Light-printable epoxy oligomer wrinkle-forming surface for rewritable information storage

Abstract

Smart surfaces with controlled topography show broad and fantastic applications in optics, biology and information science. Herein, we report a simple visible-light-illumination approach to fabricate a smart wrinkle-forming surface with photo-controllable hierarchical surface patterns as well as rewritable high-resolution patterns of information by using an azobenzene-containing epoxy-based oligomer. The epoxy oligomer was synthesized via the ring-opening polymerization of bisphenol AF diglycidyl ether (BADFGE) with p-aminoazobenzene (AAB) and characterized using FTIR, ¹H NMR and ¹⁹F NMR spectroscopies.

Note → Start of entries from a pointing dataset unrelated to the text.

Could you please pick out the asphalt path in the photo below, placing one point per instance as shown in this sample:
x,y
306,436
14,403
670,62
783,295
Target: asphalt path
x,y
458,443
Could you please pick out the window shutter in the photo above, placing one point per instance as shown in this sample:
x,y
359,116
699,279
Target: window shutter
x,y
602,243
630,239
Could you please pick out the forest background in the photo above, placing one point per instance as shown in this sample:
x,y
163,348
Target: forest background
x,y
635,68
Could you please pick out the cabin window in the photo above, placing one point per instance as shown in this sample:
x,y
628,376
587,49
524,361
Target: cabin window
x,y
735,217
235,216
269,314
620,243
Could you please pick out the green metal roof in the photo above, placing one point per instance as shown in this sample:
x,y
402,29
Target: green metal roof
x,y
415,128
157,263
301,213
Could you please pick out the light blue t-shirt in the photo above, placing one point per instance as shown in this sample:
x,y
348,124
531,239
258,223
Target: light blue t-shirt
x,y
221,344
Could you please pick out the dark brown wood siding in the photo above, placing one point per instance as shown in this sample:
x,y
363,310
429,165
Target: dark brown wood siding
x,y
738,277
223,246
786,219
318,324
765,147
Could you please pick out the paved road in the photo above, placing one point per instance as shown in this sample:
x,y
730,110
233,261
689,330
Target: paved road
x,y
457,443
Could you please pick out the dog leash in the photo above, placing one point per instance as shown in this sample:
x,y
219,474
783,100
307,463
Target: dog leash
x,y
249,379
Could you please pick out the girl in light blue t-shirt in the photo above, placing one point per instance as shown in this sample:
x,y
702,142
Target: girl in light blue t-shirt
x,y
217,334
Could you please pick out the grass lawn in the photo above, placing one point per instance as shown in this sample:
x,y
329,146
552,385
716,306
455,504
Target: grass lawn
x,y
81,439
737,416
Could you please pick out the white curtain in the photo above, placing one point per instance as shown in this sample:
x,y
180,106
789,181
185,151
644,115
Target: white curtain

When the epoxy oligomer film was deposited on an elastic substrate, the formation of surface wrinkles was triggered via a circulation of heating/cooling and photo-tailored due to photo-softening together with the release of stress induced by cycles of photoisomerization of azobenzene in the oligomer. The wrinkles in selectively light-exposed regions could be photo-erased within tens of seconds, yielding a different pattern of information. The high-resolution photo-printed images were shown to be rewritable for multiple cycles and legible for over 3 months in dark ambient conditions. The as-formed epoxy oligomer wrinkle-forming surface was found to be inexpensive and its fabrication was easily amenable to scale up, indicating its great potential as ink-free light printable media for rewritable information storage.